Kilian Weinberger, PhD
Neural network compression has many intriguing applications, ranging from automatic speech recognition on mobile phones to embedded devices. However, the research community was still wondering about the phenomenon of parameter redundancy within neural networks. The success of network compression seemed to suggest that many parameters are redundant, so we were wondering if we could utilize this redundancy to our advantage. The hypothesis was that if redundancy is indeed beneficial to learning deep networks, maybe controlling it would allow us to learn even deeper neural networks. In our 2016 ECCV paper Deep Networks with Stochastic Depth, we came up with a mechanism to increase the redundancy in neural networks. In a nutshell, we forced the network to store similar concepts across neighboring layers by randomly dropping entire layers during the training process. With this method, we could show that by increasing the redundancy we were able to train networks with over 1000 layers and still improve generalization error.
The success of stochastic depth was scientifically intriguing, but as a method, it was a strange algorithm. In some sense, we created extremely deep neural networks (with over 1000 layers) and then made them so ineffective that the network as a whole didn’t overfit. Somehow this seemed like the wrong approach. We started wondering if we could create an architecture that had similarly strong generalization properties but wasn’t as inefficient.
One hypothesis why the increase in redundancy helped so much was that by forcing layers throughout the network to extract similar features, the early low-level features were available even for later layers. Maybe they were still useful when higher-level features are extracted. We, therefore, started experimenting with additional skip connections that would connect any layer to every subsequent layer. The idea was that in this way each layer has access to all the previously extracted features—which has three interesting advantages:
- It allows all layers to use all previously extracted features.
- The gradient flows directly from the loss function to every layer in the network.
- We can substantially reduce the number of parameters in the network.

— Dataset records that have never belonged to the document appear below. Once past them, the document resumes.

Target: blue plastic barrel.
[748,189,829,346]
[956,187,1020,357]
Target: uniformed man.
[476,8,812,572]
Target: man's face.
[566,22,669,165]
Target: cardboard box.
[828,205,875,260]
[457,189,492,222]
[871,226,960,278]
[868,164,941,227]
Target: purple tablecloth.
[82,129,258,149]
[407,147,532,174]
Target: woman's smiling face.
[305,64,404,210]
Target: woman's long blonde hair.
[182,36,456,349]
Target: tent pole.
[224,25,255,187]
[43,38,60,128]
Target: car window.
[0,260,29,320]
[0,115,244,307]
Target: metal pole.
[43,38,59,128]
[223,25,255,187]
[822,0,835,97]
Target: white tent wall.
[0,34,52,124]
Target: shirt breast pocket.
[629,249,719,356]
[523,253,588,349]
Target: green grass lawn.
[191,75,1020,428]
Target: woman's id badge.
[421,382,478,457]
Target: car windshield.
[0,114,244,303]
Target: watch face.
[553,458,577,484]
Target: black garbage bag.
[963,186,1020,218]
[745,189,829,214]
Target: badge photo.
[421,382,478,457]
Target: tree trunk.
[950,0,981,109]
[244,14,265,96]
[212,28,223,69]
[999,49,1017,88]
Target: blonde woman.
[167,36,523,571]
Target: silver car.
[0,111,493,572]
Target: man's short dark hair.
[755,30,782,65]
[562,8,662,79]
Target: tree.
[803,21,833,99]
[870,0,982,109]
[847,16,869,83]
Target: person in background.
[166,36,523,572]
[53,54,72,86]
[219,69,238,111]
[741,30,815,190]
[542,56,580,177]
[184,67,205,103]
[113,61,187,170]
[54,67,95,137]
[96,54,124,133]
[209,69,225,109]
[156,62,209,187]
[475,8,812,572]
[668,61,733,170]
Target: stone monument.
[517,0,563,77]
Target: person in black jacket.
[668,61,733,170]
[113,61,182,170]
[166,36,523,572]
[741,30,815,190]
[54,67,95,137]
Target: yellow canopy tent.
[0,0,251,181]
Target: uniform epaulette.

Our initial results with this architecture were very exciting. We could create much smaller networks than the previous state-of-the-art, ResNets, and even outperform stochastic depth. We refer to this architecture as DenseNets, and the corresponding publication was honored with the 2017 CVPR best paper award.
A comparison of the DenseNet and ResNet architecture on CIFAR-10. The DenseNet is more accurate and parameter efficient.
If previous networks could be interpreted as extracting a “state” that is modified and passed on from one layer to the next, DenseNets changed this setup so that each layer has access to all the “knowledge” extracted from all previous layers and adds its own output to this collective state. Instead of copying features from one layer to the next, over and over, the network can use its limited capacity to learn new features. Consequently, DenseNets are far more parameter efficient than previous networks and result in significantly more accurate predictions. For example, on the popular CIFAR-10 benchmark dataset, they almost halved the error rate of ResNets. Most impressively, out-of-the-box, they achieved new record performance on the three most prominent image classification data sets of the time: CIFAR-10, CIFAR-100, and ImageNet.
There may be other benefits from the additional skip connections. In 2017, Li et al. examined the loss surface around the local minimum that neural networks converge to. They found that as networks became deeper, these surfaces became highly non-convex and chaotic—increasing the difficulty to find a local minimum that generalizes beyond the training data. Skip-connections smooth out these surfaces, aiding the optimization process. The exact reasons are still the topic of open research.